Saturday 10 June 2023

"A barista earns more?"

Apparently it no longer "pays" to go to university and get a bachelor's degree. You can earn more being a barista.

I am not sure what it is about coffee. I will drink it but it has to be quite weak and it needs milk (but no sugar please!) I do not understand these people who "need" their coffee, who go and buy it each morning. It puzzles me that people "need" it so much they feel they cannot fully function without it.

Perhaps though this "need" is so great they are prepared to pay for others to prepare it for them. All they then need to do it is drink it.  

Is all this why we are apparently prepared to pay the people who prepare it more than others to do other jobs, often very responsible jobs?  Is coffee really that important?

According to an article I have just read a barista in this city can earn as much as a vet. Now a vet has been to university for some years. They have worked hard to get the degree. Unless the bank of "Mum and Dad" paid for it upfront they have a student loan to pay back - a loan which is linked to inflation. The vet has the responsibility for the health and welfare of living things who can feel pain, who are often important and much loved members of a family. We tend to view a visit to the vet as expensive, in the same way as we view a visit to the doctor as expensive. 

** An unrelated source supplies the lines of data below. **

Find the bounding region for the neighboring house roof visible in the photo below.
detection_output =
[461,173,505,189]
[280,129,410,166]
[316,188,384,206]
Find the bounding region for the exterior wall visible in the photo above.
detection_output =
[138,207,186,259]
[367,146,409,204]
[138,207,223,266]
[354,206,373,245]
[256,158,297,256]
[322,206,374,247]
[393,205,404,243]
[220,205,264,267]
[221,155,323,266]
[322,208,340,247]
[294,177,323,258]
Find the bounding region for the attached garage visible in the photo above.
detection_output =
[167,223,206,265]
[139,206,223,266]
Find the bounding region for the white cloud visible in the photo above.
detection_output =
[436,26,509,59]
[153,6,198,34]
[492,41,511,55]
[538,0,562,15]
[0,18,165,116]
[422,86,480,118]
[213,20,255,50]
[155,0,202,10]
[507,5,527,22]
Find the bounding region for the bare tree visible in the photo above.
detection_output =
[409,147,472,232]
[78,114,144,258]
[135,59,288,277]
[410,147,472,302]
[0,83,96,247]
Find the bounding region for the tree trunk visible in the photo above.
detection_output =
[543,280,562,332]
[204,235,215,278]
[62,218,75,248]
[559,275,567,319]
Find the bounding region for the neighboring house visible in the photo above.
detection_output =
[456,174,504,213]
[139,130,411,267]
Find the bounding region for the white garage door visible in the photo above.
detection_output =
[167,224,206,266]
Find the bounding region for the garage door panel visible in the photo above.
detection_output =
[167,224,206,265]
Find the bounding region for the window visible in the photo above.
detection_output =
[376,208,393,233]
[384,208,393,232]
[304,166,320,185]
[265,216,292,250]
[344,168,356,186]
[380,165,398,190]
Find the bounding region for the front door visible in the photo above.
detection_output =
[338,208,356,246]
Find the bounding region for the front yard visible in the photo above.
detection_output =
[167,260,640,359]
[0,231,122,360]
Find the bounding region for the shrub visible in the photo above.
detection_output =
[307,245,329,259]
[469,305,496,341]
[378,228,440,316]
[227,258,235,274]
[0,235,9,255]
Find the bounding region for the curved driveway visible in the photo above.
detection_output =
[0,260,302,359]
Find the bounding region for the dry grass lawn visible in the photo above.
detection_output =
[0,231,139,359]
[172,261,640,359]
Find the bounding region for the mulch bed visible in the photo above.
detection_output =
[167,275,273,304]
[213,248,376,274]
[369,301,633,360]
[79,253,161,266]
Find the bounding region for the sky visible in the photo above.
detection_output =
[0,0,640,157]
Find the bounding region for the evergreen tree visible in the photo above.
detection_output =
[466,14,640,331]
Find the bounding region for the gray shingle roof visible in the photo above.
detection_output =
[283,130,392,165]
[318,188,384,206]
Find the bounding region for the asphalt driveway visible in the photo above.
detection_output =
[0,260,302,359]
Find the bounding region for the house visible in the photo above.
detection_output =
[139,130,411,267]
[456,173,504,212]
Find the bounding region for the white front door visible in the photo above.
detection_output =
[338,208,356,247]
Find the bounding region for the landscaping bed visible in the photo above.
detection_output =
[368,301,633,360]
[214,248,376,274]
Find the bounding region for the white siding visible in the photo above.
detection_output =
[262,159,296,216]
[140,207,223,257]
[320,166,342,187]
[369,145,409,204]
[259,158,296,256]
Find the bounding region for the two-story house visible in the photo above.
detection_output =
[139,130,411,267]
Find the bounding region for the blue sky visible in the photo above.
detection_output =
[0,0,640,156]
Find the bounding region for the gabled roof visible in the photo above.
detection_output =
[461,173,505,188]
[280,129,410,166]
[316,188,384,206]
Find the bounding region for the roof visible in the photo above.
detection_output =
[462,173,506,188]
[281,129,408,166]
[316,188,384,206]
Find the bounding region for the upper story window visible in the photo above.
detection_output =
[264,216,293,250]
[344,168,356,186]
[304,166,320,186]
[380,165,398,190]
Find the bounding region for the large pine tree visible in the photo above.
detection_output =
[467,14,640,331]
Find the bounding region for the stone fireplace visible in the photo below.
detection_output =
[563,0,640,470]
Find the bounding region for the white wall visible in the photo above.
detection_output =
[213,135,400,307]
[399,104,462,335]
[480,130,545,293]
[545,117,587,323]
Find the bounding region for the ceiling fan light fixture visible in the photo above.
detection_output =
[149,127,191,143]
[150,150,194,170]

Perhaps it is expensive but isn't the coffee, coffee we could make for ourselves, also expensive? 

There were other jobs mentioned in the article and nothing was said about the low incomes of general practitioners in the medical profession or the low incomes of teachers working sixty or more hours a week. Surely these things are needed just as much as coffee.

I know a recently retired bricklayer who was earning twice what his doctor was earning. Yes, it was hard physical labour but he went home at night without forms to fill in and professional qualifications to maintain. He can retire very comfortably at the age of sixty-three and, hopefully, enjoy a long retirement. His doctor will probably go on working into her seventies.

Yes, part of the problem is that we have too many people going to university. If the essays I see are any example, then standards are lower. A "bachelor's degree" does not mean what it once meant. Does it also mean that some likely areas of employment are less well regarded than that of someone who pours liquid into a cup or glass and passes it over the counter?    

1 comment:

kayT said...

Things are pretty different here in the US. At least where I live (Texas) baristas make nothing like big money. The notion that someone at Starbucks would be competing with a vet for income is ridiculous. Yes, sometimes baristas get tips but not even close to riches. Wonder why it's so different. Do your baristas have some special additives in their coffee?